Luther Vann wants his "Songs of My People" exhibit to invoke the viewer's imagination.
Fifteen of Vann's pieces will be featured at the opening of Penn Center's 29th Heritage Days Celebration at the York W. Bailey Museum, St. Helena Island.
Vann hopes his intensely colored acrylic works on canvas will speak for themselves.
"What I am ultimately wanting is for people to jump in there and use their imagination and use their minds," he said. "I want people to get in there and trust themselves. ... We have become a society where if we don't see it in the newspaper or on television, we don't know it."
"We need people to tell us how to do things.

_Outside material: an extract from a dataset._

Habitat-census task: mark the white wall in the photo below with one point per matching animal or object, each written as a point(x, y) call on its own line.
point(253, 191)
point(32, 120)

I want people to jump in there and experience (my art) for themselves," Vann said of his colorful, three-dimension acrylics on canvas.
Although Vann was born in Savannah in 1937, he grew up in the 1940s and 1950s in New York City, where his father played honky-tonk on the piano. Vann learned to tap dance and sing. By age 16, he said he was looking for jazz.
The influence of his work by Harlem Renaissance artists is evident. He was instructed by Charles Alston and many of the mid-20th century artists. In New York City, Vann studied at the Art Students League, the New School for Social Research and at the Robert Blackburn Printmaking Studio. He earned a first-place prize at the 1996 Georgia Arts Festival.
His Penn Center exhibit is a cross-tie between artists and musicians with whom Vann was raised and the history of the Gullah people who used songs to communicate across the plantations.
Much of his work has an ongoing theme of his adult view of the excitement of the people and happenings of Millen Street, where he now lives in his boyhood home. Until age 18, Vann returned each year to the big neighborhood block parties on the street. "When I came back it was like re- introducing myself into the environment -- a celebration," Vann said. "A lot of my work features those images of my neighbors and people who impress me. It is beautiful."
Vann once used chopsticks on a series of work.
"I used the chopsticks for fun and I was being very arrogant," Vann said. "I had not painted in a long time. I felt, 'Well, I don't need a brush anymore.' I felt I had done all I could accomplish with a brush."
Currently, he has reincorporated the brushes with the chopsticks as well as other media he preferred not to disclose.
Vann's work also includes intense creations of computer collages, photography and sculpture. He describes his subjects as "layered ideas, layered emotions, visions and dreams."
As for his favorite works: "Painting is serious at the time of production," Vann said. "Later I can have fun looking back and enjoying what I did." And that's what he's planning on doing Friday -- looking back.
Vann's exhibit that brings New York and Gullah together opens at 5:30 p.m. Friday, just in time for Penn Center's Heritage Days.
Vann is the recipient of numerous grants from the New York State Council for the Arts, the National Endowment for the Arts and the Georgia Council for the Arts.